The European Commission has found $2.9 billion in aid to compensate Germany’s RWE Power AG for the early phase-out of its lignite-fired power plants in the Rhenish mining area. According to the German coal phase-out law, the use of coal for the production of electricity will have to be phased out by 2038.
Germany decided to enter into agreements with the main producers of lignite-fired electricity, RWE and Lausitz Energie Kraftwerke AG (LEAG), to encourage the early closure of lignite-fired power plants. In 2021, it notified the commission of its plan to compensate these operators with $4.8 billion: $2.9 billion were earmarked for the RWE lignite installations located in the Rhineland and $1.9 billion for the LEAG installations in the Lausitz.

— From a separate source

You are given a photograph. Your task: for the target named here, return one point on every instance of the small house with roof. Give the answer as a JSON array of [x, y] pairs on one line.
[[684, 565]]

In March 2021, the Commission opened an in-depth investigation to assess whether Germany’s plans amounted to state aid. In December 2022, Germany notified to the commission an amendment to its agreement with RWE, including a revised method of calculation of RWE’s forgone profits to demonstrate that the $2.9 billion compensation was justified and proportionate. In March 2023, the Commission extended the scope of its ongoing in-depth inquiry to cover the new elements notified by Germany.
“The measure will support the phase-out of lignite-fired power plants, thereby contributing to the decarbonization of the economy in line with the European Green Deal objectives,” said Margrethe Vestager, executive vice president in charge of EU competition policy.